Before he was forced to resign, former Treasury Secretary Paul O'Neill broke the code that limits criticism to inside the White House only. He publicly voiced doubts about broad tax cuts and warned about looming deficits. Top economic adviser Larry Lindsey strayed when he told a newspaper that an Iraq war could cost $200 billion. These were not the main reasons for their ousters, but the White House certainly was displeased with their comments.
Early this year, Mike Parker, director of the Army Corps of Engineers, testified on the Hill that Bush budget cuts would have a "negative impact" on the Corps and that he had no "warm and fuzzy" feelings toward the administration. Soon after, he was given 30 minutes to resign or be fired.
Even after an official leaves this administration, he can feel the heat of rebuke.
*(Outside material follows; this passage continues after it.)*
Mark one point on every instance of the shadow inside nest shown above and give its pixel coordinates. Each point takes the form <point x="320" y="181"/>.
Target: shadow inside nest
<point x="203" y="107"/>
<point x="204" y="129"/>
John DiIulio, who once led the president's faith-based initiative office, recently told Esquire magazine that the White House was completely run by the "political arm" of Karl Rove, the president's senior political adviser. Mr. DiIulio called it the "reign of the Mayberry Machiavellis," and at first stood by his comments. But after White House spokesman Ari Fleischer denounced them as "baseless and groundless," DiIulio retracted them - as "groundless and baseless."
One can argue that the White House must not air internal disputes once the president makes a decision. It contributes to a smooth-running White House, and certainly in wartime adds impetus for unity. But sometimes truth-telling in public is needed. Looming deficits, for instance, concern many people in the US.
Mr. Rove and others insist the White House itself is a safe zone for debate. Bob Woodward's new book, "Bush at War," shows this to be true at least in the case of Secretary of State Colin Powell, who often has been odd man out, compared with the hawkish vice president and defense secretary.
But could Mr. Powell be an exception? Because of his stature, he's mostly untouchable. Perhaps others might not feel as safe. After Mr. Parker was forced out, an official from another agency said he didn't want to take on the Office of Management and Budget because "we don't want to wind up like Mike Parker and others."
Loyalty has a very fine edge at the White House. Just over the line from discipline and unity is the fear of speaking up, which in turn can suppress debate.